|Title||NIKE NEXT%: SPEED IS YOUR CURRENCY|
|Product / Service||NIKE|
|Category||B08. Use of Mobile & Devices|
|Entrant||MINDSHARE CHINA Shanghai, CHINA|
|Idea Creation||MINDSHARE CHINA Shanghai, CHINA|
|Media Placement||MINDSHARE CHINA Shanghai, CHINA|
|Production||AKQA Shanghai, CHINA|
|Lauren Cadman||Mindshare||Business Director|
|Matthew Nolan||Mindshare||General Manager|
|Nicholas Short||Mindshare||Marketing Lead|
|Benjamin Condit||Mindshare||Chief Strategy Officer|
The Next % campaign tapped into the one device that 98% of runners rely on for their run: Mobile. Their mobile dependance in-turn provided Nike with invaluable data to differentiate the fastest Front Runners from Everyday Runners, allowing Nike to cater their product and consumer journey offering accordingly to ensure that only the Fastest runners could get their hands on the fastest shoes, creating a halo effect around the Next%.
Launching the Next%, Nike’s fastest running shoe yet, Nike had only a limited amount of stock. As a result, the launch was not about generating mass sales, but instead about creating mass belief in Nike’s product superiority. Typically, brands will achieve this through “limited edition” releases snapped up by the fastest online clickers, only to be resold at higher prices to the frustration of individuals. Because these types launches are losing their novelty, we needed a new way to create hype by ensuring only the worthiest buyers would have access to the shoe. Nike needed to harness data to identify and engage the nation’s fastest runners for whom this shoe was specifically designed to ensure it could direct runners with different paces on the right purchase journey. Amongst this audience of runners, Nike wanted to increase brand favorability, create hype for the launch of the Next% and drive purchase desire.
For Next% to become an icon of speed, we needed to understand what speed meant for runners. Research revealed that both Front Runners (fastest) and Everyday Runners are hungry for speed, but their motivations differ. For Front Runners, speed is a quest for pride, with 99% of this group tracking their runs to do post-run analysis. Using data to deliver dynamic creative messages, Nike was able to deliver the ultimate form of pride for achieving their goals: exclusive access to the Next%. For Everyday Runners, what makes a purchase decision is largely driven by the ‘influencers of speed’ that they follow.

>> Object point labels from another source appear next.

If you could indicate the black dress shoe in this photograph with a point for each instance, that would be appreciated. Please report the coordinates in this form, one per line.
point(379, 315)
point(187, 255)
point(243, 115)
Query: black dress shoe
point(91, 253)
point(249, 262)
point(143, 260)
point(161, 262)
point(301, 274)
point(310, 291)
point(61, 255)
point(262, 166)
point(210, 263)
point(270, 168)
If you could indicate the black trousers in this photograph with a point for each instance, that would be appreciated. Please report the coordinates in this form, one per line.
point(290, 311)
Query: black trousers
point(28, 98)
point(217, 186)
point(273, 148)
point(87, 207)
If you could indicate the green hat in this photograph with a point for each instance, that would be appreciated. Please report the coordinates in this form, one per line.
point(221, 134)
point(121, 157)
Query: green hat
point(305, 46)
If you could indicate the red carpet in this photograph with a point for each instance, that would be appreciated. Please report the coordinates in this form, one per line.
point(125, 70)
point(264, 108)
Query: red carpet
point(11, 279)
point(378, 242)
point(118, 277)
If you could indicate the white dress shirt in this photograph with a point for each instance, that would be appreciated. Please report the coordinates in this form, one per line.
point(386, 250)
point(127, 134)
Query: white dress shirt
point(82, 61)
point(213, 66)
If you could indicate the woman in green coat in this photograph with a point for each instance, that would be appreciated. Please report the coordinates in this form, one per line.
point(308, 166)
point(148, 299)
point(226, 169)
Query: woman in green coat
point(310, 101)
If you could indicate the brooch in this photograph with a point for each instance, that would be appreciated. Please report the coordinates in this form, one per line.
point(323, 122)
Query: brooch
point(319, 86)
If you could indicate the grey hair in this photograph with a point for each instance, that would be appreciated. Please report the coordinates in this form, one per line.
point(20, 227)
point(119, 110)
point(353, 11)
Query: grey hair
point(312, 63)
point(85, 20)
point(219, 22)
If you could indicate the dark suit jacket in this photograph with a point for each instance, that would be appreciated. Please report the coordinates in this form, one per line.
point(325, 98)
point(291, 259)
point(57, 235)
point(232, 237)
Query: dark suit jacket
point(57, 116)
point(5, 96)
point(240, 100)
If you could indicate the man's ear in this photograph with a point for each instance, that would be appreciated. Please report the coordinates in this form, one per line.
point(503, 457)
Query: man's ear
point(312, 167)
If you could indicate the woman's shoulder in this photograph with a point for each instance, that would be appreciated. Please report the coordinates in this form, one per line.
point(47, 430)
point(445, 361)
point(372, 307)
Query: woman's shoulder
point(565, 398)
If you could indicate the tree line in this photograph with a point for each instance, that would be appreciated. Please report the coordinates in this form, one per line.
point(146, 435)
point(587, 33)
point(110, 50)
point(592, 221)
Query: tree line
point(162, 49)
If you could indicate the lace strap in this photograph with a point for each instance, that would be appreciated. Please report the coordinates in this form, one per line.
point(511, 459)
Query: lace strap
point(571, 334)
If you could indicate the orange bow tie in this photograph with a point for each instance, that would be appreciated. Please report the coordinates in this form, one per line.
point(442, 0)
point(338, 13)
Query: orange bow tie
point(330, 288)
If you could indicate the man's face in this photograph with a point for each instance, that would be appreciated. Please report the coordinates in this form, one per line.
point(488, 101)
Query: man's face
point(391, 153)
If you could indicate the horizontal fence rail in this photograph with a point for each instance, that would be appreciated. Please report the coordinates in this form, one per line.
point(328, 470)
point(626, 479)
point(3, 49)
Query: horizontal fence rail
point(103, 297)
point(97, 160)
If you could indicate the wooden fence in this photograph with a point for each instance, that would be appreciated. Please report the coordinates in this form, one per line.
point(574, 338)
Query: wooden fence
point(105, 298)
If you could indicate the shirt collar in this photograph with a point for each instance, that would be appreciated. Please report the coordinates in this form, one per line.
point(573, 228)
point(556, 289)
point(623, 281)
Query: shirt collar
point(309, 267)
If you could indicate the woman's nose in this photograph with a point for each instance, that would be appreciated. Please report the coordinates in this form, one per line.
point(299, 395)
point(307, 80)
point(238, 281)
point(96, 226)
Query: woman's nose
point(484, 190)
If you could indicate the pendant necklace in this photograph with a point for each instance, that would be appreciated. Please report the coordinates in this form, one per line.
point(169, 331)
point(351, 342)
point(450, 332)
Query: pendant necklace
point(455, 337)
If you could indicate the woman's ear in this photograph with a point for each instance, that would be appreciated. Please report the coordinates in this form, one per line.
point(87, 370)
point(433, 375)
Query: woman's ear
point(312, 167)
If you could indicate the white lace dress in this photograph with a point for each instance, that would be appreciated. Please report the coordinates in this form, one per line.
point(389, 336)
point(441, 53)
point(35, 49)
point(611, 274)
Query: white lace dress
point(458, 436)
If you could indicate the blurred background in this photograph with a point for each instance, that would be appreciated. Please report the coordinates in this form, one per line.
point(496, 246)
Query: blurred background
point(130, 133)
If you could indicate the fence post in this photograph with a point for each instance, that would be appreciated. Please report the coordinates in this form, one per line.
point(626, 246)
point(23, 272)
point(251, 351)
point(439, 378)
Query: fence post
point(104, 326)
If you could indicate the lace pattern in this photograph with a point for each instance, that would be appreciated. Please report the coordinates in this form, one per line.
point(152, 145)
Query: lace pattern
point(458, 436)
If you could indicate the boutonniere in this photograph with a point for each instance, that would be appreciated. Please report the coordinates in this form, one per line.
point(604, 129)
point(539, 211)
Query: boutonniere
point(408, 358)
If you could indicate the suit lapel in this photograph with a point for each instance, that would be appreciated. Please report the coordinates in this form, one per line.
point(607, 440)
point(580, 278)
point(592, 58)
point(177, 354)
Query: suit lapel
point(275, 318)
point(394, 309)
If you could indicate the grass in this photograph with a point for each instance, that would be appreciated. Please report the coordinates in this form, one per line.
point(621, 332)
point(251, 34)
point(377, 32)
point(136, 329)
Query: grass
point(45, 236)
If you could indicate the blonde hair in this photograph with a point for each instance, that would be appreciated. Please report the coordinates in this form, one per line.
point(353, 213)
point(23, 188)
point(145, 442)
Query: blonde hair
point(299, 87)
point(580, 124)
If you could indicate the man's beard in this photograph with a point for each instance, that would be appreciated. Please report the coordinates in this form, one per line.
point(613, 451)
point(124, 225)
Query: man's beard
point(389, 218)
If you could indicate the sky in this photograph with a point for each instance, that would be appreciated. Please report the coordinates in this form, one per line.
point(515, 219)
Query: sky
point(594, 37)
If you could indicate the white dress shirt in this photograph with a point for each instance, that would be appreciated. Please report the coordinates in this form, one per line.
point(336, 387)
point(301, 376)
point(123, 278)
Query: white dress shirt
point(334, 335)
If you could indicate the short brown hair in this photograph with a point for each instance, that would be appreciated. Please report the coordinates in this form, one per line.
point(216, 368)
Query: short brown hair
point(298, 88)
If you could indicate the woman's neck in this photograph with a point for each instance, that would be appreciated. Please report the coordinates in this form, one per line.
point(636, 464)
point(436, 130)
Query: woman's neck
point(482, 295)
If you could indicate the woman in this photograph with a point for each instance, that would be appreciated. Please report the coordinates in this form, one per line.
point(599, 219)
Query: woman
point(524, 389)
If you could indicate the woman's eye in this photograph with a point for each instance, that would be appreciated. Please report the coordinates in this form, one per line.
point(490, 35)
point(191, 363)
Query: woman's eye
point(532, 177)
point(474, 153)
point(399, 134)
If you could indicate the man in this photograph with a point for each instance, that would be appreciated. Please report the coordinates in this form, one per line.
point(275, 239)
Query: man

In fact, 87% of this make their decision based on the athletes who own the product. By limiting Next%’s sales to only the fastest runners, we could stimulate purchase desire amongst Everyday Runners and redirect their interest towards Nike’s entry level product: Nike Fast Pack.
Nike’s Next% is the fastest running shoe ever created, allowing those who run in them to run more than 2% faster. For this reason, Nike wanted to ensure the Next% would only be worn by its most dedicated runners to help them achieve their fastest pace. This shift in approach not only required intelligent use of data to identify and reward the fastest runners, it also meant that Nike needed to rework their product distribution plan, reserving the product for only the fastest runners. Ultimately, Nike created the ultimate new currency for runners to purchase the industry’s top product: speed. In order to facilitate the reward system and ensure we were reaching the fastest runners where speed matters most to them, we integrated our mechanism within the pacing apps used daily by over 24 million runners - YDK, Xiaomi and Yudong - daring them to go faster.
Across China’s most popular running platforms, Nike used a runner’s speed as a currency to unlock access to Next%. Front Runners with an average pace of 4:55 minutes per kilometre for males and 5:40 minutes per kilometre for females had the ability to qualify. Upon clicking Nike’s call to action, users were then directed on a different journey depending on their pace data. Front runners were directed to a QR download page which would enable them to purchase Next%’s, while Everyday Runners were directed to the “Fast Pack” page for an opportunity to purchase Nike’s entry-level product. Integrating with each apps tracking technology allowed for easy synchronisation with pace data. Collaborating with running community app, Joyrun, enabled Nike to stir interest amongst the running groups. As Next% remains an expensive product, runners require some decision-making time. To address this, a second phase was launched two weeks after to re-engage runners.
Next% business objective was to reinforce Nike’s position as preferred footwear brand, measured within their quarterly brand health tracker. Next%’s innovative use of a runner’s speed as their currency delivered superb results, setting Nike aside from the competition. The campaign’s communication objective was to establish Next% as an icon for speed. In media this was measured through both runner engagement with our campaign and purchase desire through participation. Next% successfully engaged 1,460,000 unique users of which 918,000 demonstrated purchase desire by participating to find out if their pace had enough speed to unlock Next%. Out of the 277,000 Front Runners using our four apps a whopping 20% engaged with the campaign with 31,000 of them demonstrating purchase desire by using their pace as a currency to unlock Next% vs the initial stock units.